Merck taps celeb chef to deliver diabetes message to Hispanics

Back in April, Merck ($MRK) rolled out its America's Diabetes Challenge: Get to Your Goals campaign. It's a typical Type 2 diabetes effort, aimed at persuading patients to do what it takes to keep their blood sugar in check. Now, Merck has a new-but-similar campaign launching, but with a tighter focus: the Hispanic community, which is disproportionately affected by the disease.

To get its message across to the demographic, the pharma giant teamed up with celebrity chef and cookbook author Leticia Moreinos Schwartz, who has a family history of Type 2 diabetes. Schwartz will visit select cities to cook diabetes-friendly Latin recipes and encourage Hispanics to set and attain blood sugar level targets. Surprisingly enough, it's among the few pharma efforts aimed at the key Latino market.

The Desafiando La Diabetes: Logra Tus Metas (Defying Diabetes: Achieve Your Goals) effort does have goals similar to those of the broader campaign. But the tweaks for the Hispanic market are important, Linda Lane Gonzalez, chair-elect of AHAA: The Voice of Hispanic Marketing, told FiercePharmaMarketing. "A couple smaller pharmaceutical companies have said the same message they're using in the general market can be used with Hispanics, and that's absolutely untrue," she said. "The way Hispanics look at their health is completely different."

Linda Lane Gonzalez

For one, she said, Hispanics culturally "live for today"--meaning a campaign like this one, focused on adapting patients' lifestyles after diagnosis, will be more successful than one pushing Hispanics to be diagnosed and checked.
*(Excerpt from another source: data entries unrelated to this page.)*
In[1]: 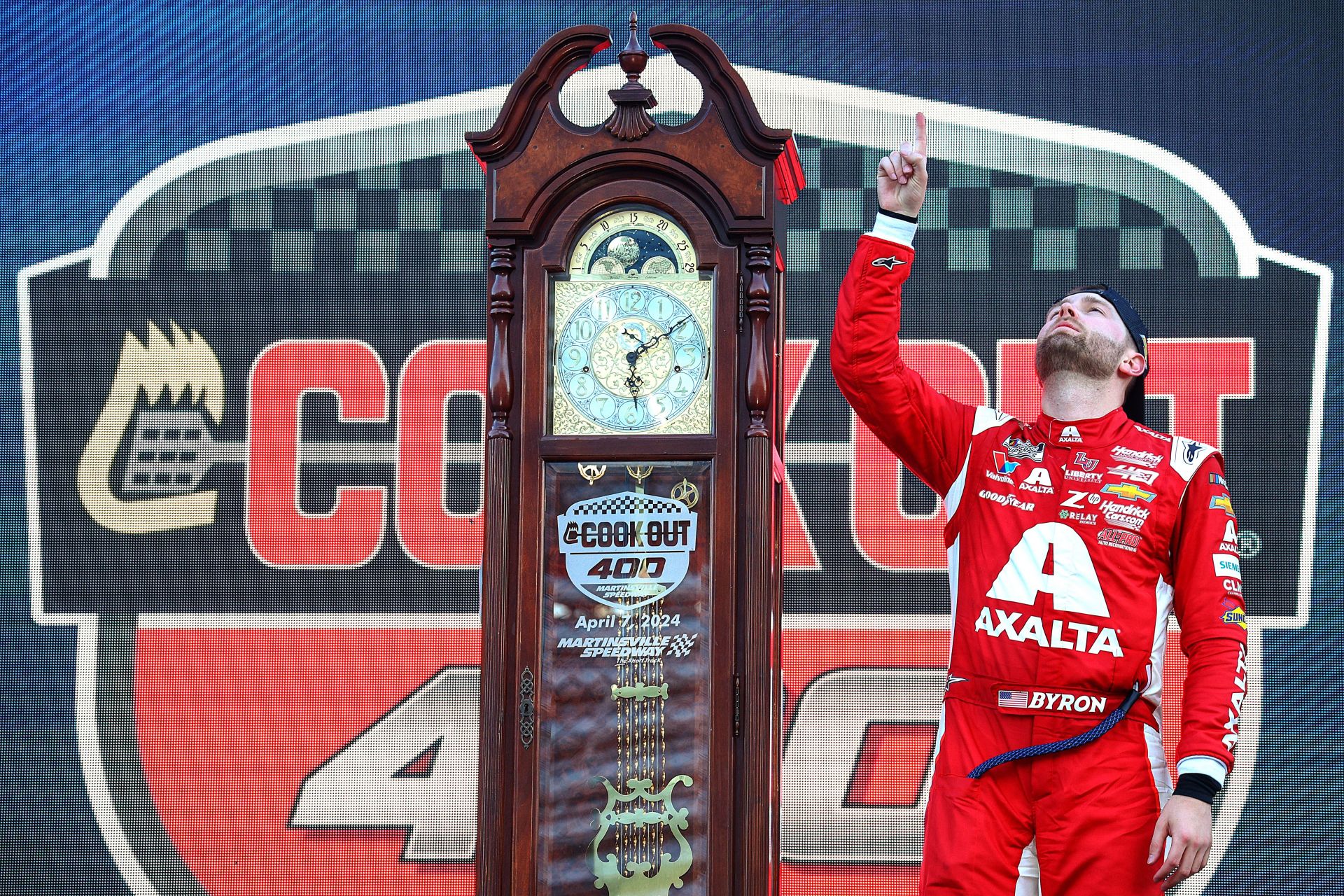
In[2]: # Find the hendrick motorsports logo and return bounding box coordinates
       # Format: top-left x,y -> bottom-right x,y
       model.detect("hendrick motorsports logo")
556,491 -> 696,612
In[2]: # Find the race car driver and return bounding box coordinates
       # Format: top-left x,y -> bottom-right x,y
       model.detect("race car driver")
831,114 -> 1246,896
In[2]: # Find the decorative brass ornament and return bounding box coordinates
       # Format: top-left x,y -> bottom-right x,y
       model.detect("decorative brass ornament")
580,463 -> 606,485
668,479 -> 700,510
612,681 -> 668,703
593,775 -> 695,896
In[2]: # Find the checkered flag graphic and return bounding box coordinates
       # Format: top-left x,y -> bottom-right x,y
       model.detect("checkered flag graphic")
568,491 -> 685,516
668,631 -> 700,657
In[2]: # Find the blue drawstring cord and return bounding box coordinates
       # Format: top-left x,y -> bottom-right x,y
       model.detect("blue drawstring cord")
966,685 -> 1138,779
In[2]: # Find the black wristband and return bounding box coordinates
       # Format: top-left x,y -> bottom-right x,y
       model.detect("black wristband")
1172,771 -> 1223,805
878,208 -> 919,224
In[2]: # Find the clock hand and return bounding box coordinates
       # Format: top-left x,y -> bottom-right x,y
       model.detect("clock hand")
622,314 -> 691,364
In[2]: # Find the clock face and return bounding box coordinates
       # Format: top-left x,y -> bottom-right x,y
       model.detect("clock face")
554,281 -> 711,434
551,207 -> 714,435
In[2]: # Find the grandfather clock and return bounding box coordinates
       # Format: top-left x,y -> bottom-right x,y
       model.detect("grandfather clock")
466,15 -> 802,896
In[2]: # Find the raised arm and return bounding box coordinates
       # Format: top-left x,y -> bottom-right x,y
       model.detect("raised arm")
831,113 -> 976,494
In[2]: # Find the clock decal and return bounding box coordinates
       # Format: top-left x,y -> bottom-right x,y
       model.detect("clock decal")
551,208 -> 714,435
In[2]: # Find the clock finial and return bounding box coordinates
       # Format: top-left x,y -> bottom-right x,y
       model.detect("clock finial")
603,12 -> 659,140
617,12 -> 649,83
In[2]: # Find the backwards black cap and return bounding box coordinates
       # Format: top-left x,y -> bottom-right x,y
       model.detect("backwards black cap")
1068,284 -> 1149,423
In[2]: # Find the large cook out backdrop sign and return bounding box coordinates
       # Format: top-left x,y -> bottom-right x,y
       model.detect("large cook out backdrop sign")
20,28 -> 1329,895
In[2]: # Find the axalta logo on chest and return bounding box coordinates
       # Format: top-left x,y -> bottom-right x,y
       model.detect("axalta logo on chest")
976,607 -> 1125,657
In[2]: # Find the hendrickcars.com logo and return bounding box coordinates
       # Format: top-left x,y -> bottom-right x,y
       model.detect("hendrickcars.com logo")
19,60 -> 1329,896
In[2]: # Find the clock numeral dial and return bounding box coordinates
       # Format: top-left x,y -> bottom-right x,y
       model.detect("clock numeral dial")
552,281 -> 713,434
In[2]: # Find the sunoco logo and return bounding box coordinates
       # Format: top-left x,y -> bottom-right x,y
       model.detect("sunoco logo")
556,491 -> 696,610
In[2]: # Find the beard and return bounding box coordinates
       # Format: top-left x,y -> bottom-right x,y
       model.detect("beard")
1036,329 -> 1125,383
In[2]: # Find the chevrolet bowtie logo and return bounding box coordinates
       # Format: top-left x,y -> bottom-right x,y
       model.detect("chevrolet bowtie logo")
1100,482 -> 1157,501
872,255 -> 904,270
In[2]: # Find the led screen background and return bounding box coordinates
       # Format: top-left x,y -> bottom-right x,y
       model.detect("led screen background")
0,4 -> 1344,892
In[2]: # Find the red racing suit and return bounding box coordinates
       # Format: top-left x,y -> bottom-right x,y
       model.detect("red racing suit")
831,235 -> 1246,896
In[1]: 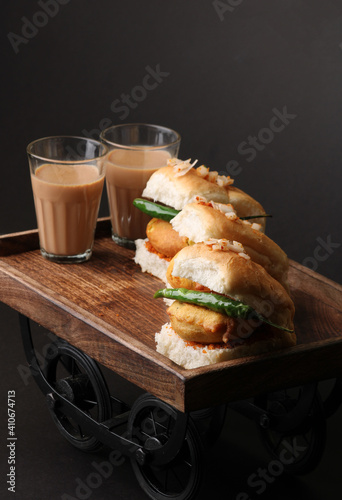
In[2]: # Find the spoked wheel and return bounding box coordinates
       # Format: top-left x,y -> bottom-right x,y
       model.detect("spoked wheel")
256,387 -> 326,475
190,404 -> 227,447
44,340 -> 111,452
128,394 -> 203,500
323,378 -> 342,418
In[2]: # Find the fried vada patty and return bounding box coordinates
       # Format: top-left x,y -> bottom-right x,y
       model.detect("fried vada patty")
167,301 -> 254,344
146,218 -> 188,257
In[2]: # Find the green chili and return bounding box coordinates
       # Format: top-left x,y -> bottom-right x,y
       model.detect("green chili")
133,198 -> 180,222
133,198 -> 272,222
154,288 -> 293,332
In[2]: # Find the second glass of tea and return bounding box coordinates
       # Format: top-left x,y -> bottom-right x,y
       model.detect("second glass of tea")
101,123 -> 181,249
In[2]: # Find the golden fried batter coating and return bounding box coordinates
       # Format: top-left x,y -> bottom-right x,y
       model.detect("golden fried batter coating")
167,301 -> 254,344
146,219 -> 188,257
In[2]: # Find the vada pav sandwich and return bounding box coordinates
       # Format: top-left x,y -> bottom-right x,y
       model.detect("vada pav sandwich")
155,239 -> 296,368
134,159 -> 265,281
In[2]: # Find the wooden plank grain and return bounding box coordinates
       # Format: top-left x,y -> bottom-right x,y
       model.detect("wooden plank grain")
0,226 -> 342,411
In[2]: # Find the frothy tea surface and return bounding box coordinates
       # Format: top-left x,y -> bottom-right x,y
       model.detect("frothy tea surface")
31,164 -> 104,256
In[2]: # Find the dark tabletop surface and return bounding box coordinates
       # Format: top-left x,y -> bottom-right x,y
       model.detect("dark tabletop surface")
0,298 -> 342,500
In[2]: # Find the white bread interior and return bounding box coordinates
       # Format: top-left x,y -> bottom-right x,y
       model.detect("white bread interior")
166,243 -> 294,329
155,323 -> 296,369
134,238 -> 169,283
142,166 -> 229,210
171,203 -> 289,288
142,166 -> 265,229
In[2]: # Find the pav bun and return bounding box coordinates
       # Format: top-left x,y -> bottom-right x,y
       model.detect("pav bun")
166,243 -> 295,330
171,203 -> 289,288
142,165 -> 265,228
155,323 -> 296,369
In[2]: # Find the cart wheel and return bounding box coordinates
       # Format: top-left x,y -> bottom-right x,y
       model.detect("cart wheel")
323,378 -> 342,418
258,389 -> 326,475
190,404 -> 227,447
44,340 -> 111,452
128,394 -> 203,500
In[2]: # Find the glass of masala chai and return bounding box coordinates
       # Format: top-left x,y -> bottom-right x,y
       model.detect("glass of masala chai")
100,123 -> 181,249
27,136 -> 108,264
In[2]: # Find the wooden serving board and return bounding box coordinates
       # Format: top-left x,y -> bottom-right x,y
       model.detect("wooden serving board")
0,219 -> 342,411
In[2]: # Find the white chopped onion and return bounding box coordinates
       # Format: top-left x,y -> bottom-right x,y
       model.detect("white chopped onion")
167,158 -> 198,177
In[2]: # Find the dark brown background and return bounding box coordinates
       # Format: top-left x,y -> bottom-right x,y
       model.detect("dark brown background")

That's good news for Merck, which could use a diabetes sales boost to pull it through tough times. Still struggling after sustaining the blow of generic competition to top drug Singulair--which weighed pharma sales down 8% in 2013--Merck has looked to top dog Januvia to buoy its top line. Some, though, have said the diabetes heavyweight could be plateauing, with lower U.S. sales sinking the med's 2013 haul by 2%.

So Merck is going where its pharma peers haven't gone much lately. While Hispanics in the U.S. stand at a higher risk for developing Type 2 diabetes than non-Hispanic white adults, few marketing campaigns have been aimed directly at that patient pool--or at the Hispanic population in general. Compared with other industries, pharma is "so far behind" when it comes to Hispanic marketing, Gonzalez said.

"They definitely have the money to put behind a budget that would be very effective, but I don't really know why they're not doing it," she said. "I wish I had an answer."